# Puppies...............



## lhczth (Apr 5, 2000)

Deja babies. 36 hours old.


----------



## Gretchen (Jan 20, 2011)

How cute! I want one now. The color variations are interesting.


----------



## holland (Jan 11, 2009)

Congrats...they seem big


----------



## lafalce (Jan 16, 2001)

Congrats......very cute. Mama is beautiful!!!


----------



## MegRose (May 25, 2013)

So adorable 

Sent from Petguide.com Free App


----------



## Loneforce (Feb 12, 2012)

Congratulations!!


----------



## elisabeth_00117 (May 17, 2009)

Are these the Athos babies? 

Adorable!!!

Congrats!


----------



## lhczth (Apr 5, 2000)

Yes, Athos X Deja.


----------



## wolfstraum (May 2, 2003)

Congratulations Lisa!

Lee


----------



## JanaeUlva (Feb 5, 2011)

Sweet! Congrats!!!


Sent from Petguide.com Free App


----------



## Wolfgeist (Dec 4, 2010)

Athos babies!!!! Oh my goooooooooooooooooooodness!


----------



## gsdsar (May 21, 2002)

Gorgeous litter. Lena is a proud great Aunt!!!!!
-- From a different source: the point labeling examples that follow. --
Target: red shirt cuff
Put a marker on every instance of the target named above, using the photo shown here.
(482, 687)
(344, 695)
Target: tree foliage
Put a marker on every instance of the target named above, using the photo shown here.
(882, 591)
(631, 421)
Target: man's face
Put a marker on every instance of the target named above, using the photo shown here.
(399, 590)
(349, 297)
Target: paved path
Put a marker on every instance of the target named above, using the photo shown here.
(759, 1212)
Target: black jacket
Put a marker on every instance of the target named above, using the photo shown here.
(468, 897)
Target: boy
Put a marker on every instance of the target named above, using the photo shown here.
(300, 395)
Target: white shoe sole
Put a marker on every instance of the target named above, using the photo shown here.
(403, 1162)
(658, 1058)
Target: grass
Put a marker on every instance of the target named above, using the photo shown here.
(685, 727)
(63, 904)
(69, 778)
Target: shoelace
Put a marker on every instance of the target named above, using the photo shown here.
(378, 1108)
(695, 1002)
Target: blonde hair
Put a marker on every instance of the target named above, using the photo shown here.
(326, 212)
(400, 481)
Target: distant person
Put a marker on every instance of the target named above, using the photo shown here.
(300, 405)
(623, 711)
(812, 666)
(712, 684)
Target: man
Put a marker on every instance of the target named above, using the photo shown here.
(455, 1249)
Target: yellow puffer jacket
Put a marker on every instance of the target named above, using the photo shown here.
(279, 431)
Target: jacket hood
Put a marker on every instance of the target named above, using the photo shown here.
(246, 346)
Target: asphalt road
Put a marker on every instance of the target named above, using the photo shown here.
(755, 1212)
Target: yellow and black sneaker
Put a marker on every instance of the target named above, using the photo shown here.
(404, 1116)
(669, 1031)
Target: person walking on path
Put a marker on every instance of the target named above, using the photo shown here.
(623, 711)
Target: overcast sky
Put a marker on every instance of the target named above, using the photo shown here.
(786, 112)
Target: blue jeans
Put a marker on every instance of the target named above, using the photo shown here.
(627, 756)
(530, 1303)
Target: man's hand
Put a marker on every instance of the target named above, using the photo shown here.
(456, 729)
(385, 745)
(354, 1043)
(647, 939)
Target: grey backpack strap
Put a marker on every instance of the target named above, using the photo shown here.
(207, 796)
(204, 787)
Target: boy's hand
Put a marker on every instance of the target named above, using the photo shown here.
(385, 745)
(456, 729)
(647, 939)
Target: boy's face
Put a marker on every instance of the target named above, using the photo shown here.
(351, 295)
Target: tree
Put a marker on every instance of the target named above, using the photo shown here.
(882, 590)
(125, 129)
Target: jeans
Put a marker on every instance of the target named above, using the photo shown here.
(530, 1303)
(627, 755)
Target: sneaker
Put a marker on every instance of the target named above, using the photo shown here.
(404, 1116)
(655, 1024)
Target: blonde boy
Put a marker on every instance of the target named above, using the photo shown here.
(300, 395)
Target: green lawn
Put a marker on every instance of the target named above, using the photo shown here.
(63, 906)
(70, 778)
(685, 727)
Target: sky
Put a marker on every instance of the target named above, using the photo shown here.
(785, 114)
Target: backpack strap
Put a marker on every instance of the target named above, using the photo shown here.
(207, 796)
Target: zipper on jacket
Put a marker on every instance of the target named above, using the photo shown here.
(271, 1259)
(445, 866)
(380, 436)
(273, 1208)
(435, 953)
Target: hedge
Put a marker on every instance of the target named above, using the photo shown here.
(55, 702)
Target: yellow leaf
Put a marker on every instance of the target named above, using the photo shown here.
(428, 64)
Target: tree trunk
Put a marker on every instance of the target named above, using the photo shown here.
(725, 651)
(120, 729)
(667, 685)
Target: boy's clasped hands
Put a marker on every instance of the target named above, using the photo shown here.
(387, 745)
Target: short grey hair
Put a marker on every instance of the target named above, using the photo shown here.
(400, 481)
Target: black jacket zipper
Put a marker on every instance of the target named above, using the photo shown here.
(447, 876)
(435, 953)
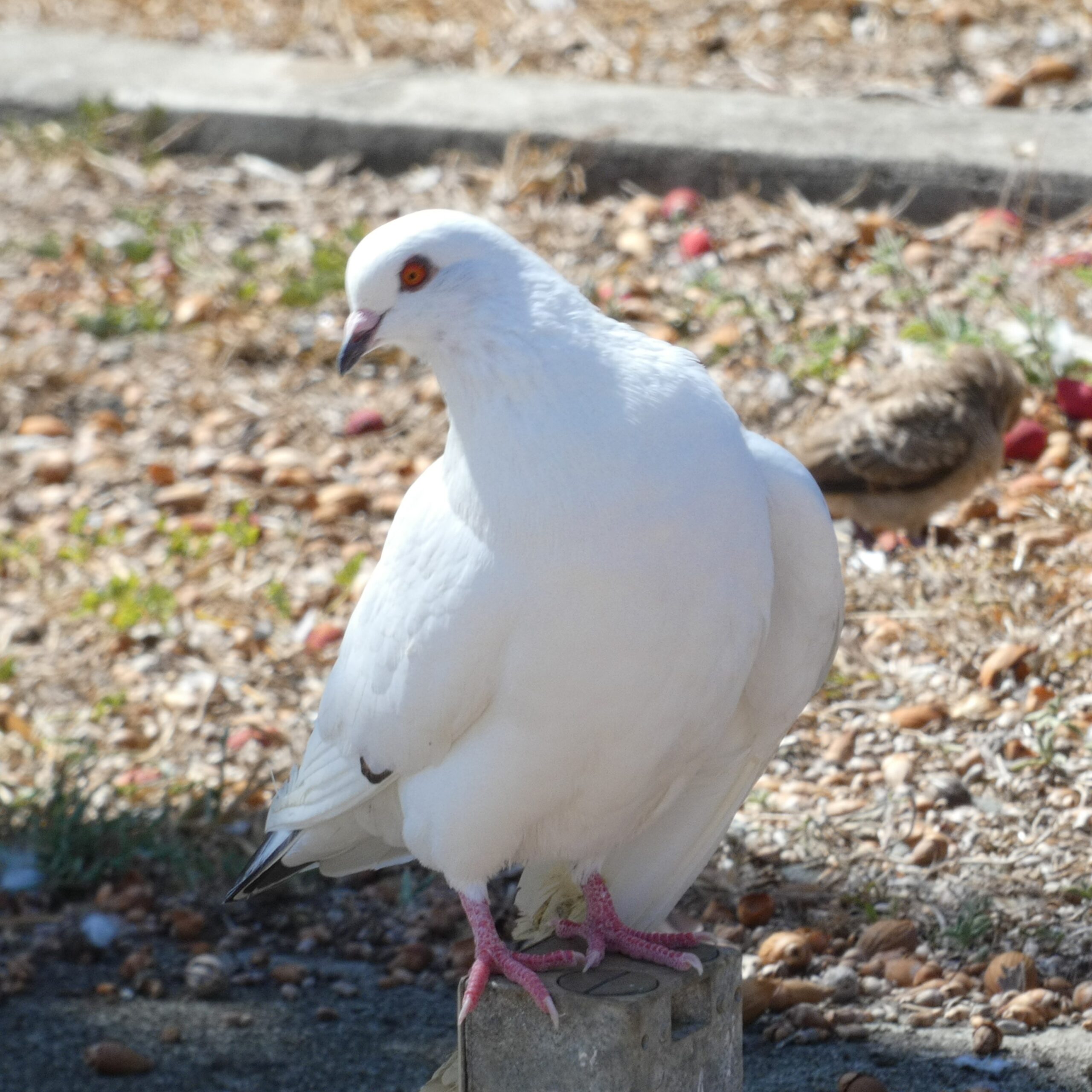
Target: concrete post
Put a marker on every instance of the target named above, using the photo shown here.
(625, 1027)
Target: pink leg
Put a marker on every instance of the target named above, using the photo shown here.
(605, 932)
(491, 954)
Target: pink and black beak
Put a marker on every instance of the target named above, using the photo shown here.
(361, 329)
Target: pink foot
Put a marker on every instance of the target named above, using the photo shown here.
(491, 954)
(605, 932)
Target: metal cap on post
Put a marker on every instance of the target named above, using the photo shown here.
(625, 1027)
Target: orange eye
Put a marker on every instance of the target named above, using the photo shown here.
(415, 273)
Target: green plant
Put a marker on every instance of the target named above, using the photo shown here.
(49, 247)
(78, 845)
(973, 925)
(130, 603)
(108, 703)
(278, 595)
(828, 351)
(185, 542)
(327, 276)
(238, 527)
(117, 320)
(87, 542)
(137, 250)
(350, 570)
(935, 326)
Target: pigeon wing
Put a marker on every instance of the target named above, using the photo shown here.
(418, 666)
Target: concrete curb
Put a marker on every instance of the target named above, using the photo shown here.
(302, 110)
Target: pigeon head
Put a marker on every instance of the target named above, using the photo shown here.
(421, 282)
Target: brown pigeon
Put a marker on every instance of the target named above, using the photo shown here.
(922, 437)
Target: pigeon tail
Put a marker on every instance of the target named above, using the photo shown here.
(264, 870)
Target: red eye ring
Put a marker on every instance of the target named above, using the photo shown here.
(415, 273)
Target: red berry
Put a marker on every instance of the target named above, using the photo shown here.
(364, 421)
(1078, 259)
(1026, 441)
(325, 634)
(680, 203)
(694, 243)
(1006, 217)
(1075, 399)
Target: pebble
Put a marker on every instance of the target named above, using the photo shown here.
(206, 976)
(291, 973)
(101, 931)
(843, 981)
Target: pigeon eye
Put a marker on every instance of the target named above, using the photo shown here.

Sent from Petguide.com Free App


----------



## kleinenHain (Sep 20, 2007)

adorable pups


----------



## BellaLuna (Jan 27, 2013)

Congrats mom and pups look great...


----------



## lhczth (Apr 5, 2000)

Sam, I was thinking Lena is a proud aunt, but you are right, great aunt.


----------



## gsdsar (May 21, 2002)

Well, she can be proud of her Bruce as well, for delivering beautiful puppies. 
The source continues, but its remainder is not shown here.